Playbooks are written in YAML. For autocompletion and validation in VS Code, add the schema annotation to the top of your playbook.

If your playbook requires environment variables (e.g., secrets), declare them in the `env` array. You can then reference them in your `steps` using `${VAR_NAME}`. If a variable is declared but not found in the environment (or passed via `--env-file`), the harness will safely halt before execution.

```yaml
# yaml-language-server: $schema=../playbooks/playbook.schema.json
name: "My Test Playbook"
timeout: 120
agent_model: "gemini-2.5-pro"
evaluator_model: "gemini-2.5-flash"
env:
  - MY_API_KEY
steps:
  - user_input: "Hi, activate my-skill and use this key: ${MY_API_KEY}"
    expected_outcome: "The agent should greet the user and acknowledge the key."
```

## Running the Pytest Suite

This repository includes a `pytest` suite in the `test/` directory to test the harness itself.

To run the fast unit tests (which mock the CLI execution):

```bash
python3 -m pytest test/test_harness.py -m "not e2e" -v
```

To run the full End-to-End (E2E) test (which dynamically links the fixture skill and hits the real Gemini API):

```bash
python3 -m pytest test/test_harness.py -m "e2e" -v
```

## Writing Playbooks: Three Modes of Testing

The harness supports three modes of execution depending on how you structure your YAML playbook. The mode is inferred automatically based on the presence of the `steps` and/or `persona` keys.

### 1. Scripted Mode (Unit / Regression)
**Best for:** Ensuring the exact, rigid state machine of a skill hasn't broken.

You define a strict, sequential list of `steps`. The harness feeds the `user_input` and checks if the agent's response satisfies the `expected_outcome` via an LLM evaluation.

```yaml
name: "FAST Setup PoC - Scripted"
steps:
  - user_input: "Hi, let's configure FAST."
    expected_outcome: "The agent should greet the user and ask for the Project ID."
  - user_input: "my-super-project-123"
    expected_outcome: "The agent should acknowledge the Project ID and ask for the preferred Region."
```

### 2. Autonomous "Pond" Mode (E2E / Fuzz Testing)
**Best for:** Testing how the skill handles the messy reality of natural language and conversational drift.

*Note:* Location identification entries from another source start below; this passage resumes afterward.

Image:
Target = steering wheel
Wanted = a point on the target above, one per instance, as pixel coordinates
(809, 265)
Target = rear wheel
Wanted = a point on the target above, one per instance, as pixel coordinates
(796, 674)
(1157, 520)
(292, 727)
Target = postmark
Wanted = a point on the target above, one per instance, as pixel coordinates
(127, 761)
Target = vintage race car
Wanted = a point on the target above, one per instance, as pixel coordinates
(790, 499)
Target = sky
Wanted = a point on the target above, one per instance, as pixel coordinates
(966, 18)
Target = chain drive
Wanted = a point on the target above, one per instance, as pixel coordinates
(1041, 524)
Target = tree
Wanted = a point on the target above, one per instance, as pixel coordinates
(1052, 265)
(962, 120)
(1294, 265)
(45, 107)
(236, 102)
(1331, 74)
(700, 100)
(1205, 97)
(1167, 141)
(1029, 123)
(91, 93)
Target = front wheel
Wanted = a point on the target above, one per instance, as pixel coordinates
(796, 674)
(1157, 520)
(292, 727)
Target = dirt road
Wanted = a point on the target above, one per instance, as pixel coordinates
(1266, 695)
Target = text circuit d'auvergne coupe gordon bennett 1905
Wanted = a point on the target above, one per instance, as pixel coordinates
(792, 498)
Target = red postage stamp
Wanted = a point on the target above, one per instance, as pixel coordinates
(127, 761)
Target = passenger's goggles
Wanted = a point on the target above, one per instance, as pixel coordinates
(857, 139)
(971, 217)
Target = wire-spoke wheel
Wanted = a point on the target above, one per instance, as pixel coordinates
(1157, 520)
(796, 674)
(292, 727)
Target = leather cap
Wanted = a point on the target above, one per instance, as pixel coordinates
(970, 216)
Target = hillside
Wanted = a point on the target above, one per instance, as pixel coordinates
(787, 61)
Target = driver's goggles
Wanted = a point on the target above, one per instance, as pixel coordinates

Instead of providing a rigid script, you define a declarative **Persona** with a "Pond" of knowledge and explicit `success_criteria`. A secondary LLM agent acts as the simulated user, dynamically reading the CLI's outputs, fishing data from the "pond," and generating the next input until the success criteria are met or the `max_turns` limit is reached.

```yaml
name: "FAST Setup PoC - Autonomous"
persona:
  initial_user_input: "Hi, let's configure FAST."
  context: >
    You are a GCP developer. Your Project ID is my-project-123 and region is europe-west1.
    Do not volunteer information until the agent explicitly asks for it.
  max_turns: 10
  success_criteria:
    llm_checks:
      - "The agent provided a final configuration summary containing the correct project_id and region."
    tool_calls_contain:
      run_shell_command:
        - "gcloud organizations add-iam-policy-binding"
    files_exist:
      - "0-org-setup.auto.tfvars"
```

### 3. Hybrid Fallback Mode
**Best for:** Testing happy-path compliance while ensuring the agent can recover from unexpected deviations.

If a playbook defines **both** `steps` and a `persona`, the harness runs in Hybrid mode. It attempts to execute the rigid `steps` first. If the skill deviates or fails a step evaluation, instead of failing the test outright, the harness **falls back** to the autonomous persona. The simulated user takes over the conversation history and attempts to guide the agent back on track to meet the `success_criteria`. If successful, the test returns a `PASS WITH WARNINGS`.